Lorsque le CSE décide d’avoir recours à l’expertise, les frais d’expertise sont pris en charge :

  • par l’employeur à 100% concernant les consultations récurrentes sur la situation économique et financière et sur la politique sociale de l’entreprise, les conditions de travail et d’emploi, ainsi que les consultations ponctuelles en cas de licenciements collectifs pour motif économique et en cas de risques graves ;

  • Par le CSE sur son budget de fonctionnement à hauteur de 20% et par l’employeur à hauteur de 80% concernant la consultation récurrente sur les orientations stratégiques et les consultations ponctuelles.

Le CSE peut faire appel à toute expertise rémunérée par ses soins, dans le cadre de chacune des trois consultations récurrentes pour la préparation de ses travaux conformément à l’article L.2315-81 du code du travail.

PARTIE 3 : DISPOSITIONS FINALES

Article 8 : PRISE D’EFFET ET DUREE DE L’ACCORD

Le présent accord est conclu pour une durée déterminée de 3 ans. Etant donné les enjeux liés aux dispositions contenues dans le présent accord, les parties signataires conviennent de se réunir au terme d’un an d’application afin d’analyser ensemble le besoin d’ajustement éventuel. Un avenant au présent accord serait alors éventuellement signé.

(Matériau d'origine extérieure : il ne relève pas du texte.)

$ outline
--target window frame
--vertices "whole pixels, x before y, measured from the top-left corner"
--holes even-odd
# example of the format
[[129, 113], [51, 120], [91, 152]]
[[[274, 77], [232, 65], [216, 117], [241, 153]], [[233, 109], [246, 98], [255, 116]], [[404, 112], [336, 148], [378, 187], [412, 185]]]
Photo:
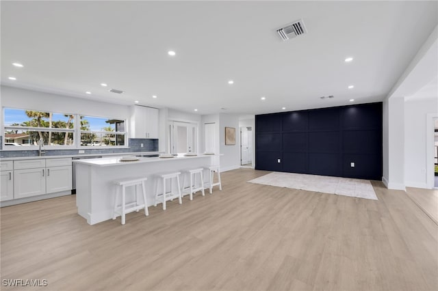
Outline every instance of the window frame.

Il prendra effet, conformément aux dispositions légales, à compter du lendemain de son dépôt à la DIRECCTE.

Au terme de cette période, il cessera de produire ses effets.

Article 9 : REVISION DE L’ACCORD

Pendant sa durée d’application, le présent accord peut être révisé. Conformément à l’article L. 2261-7-1 du Code du travail, sont habilités à engager la procédure de révision du présent accord :

  • jusqu’à la fin du cycle électoral en cours, une ou plusieurs organisations syndicales de salariés représentatives dans le champ d’application du présent accord, qu’elles soient signataires ou adhérentes de cet accord, ainsi que la Direction ;

  • à l’issue de cette période, une ou plusieurs organisations syndicales de salariés représentatives dans le champ d’application du présent accord, ainsi que la Direction.

Toute demande de révision doit être adressée par écrit aux autres parties signataires ou adhérentes et comporter l’indication des stipulations dont la révision est demandée.

Le plus rapidement possible et au plus tard dans un délai de trois mois suivant la réception de cet écrit, la Direction organisera une réunion avec l’ensemble des organisations syndicales représentatives pour ouvrir une négociation en vue de négocier un éventuel avenant de révision.

Article 10 : DEPOT ET PUBLICITE

Le présent accord sera déposé à la DIRECCTE via la plateforme de téléprocédure du ministère du travail, et un exemplaire sera également déposé au Greffe du Conseil des prudhommes de Nîmes, par lettre recommandée avec avis de réception.

Un exemplaire sera établi pour chaque partie.

Le présent accord sera porté à la connaissance des salariés par affichage et par la publication sur l’intranet de l’entreprise.

Fait en 3 exemplaires originaux à Aramon, le 12 juillet 2019.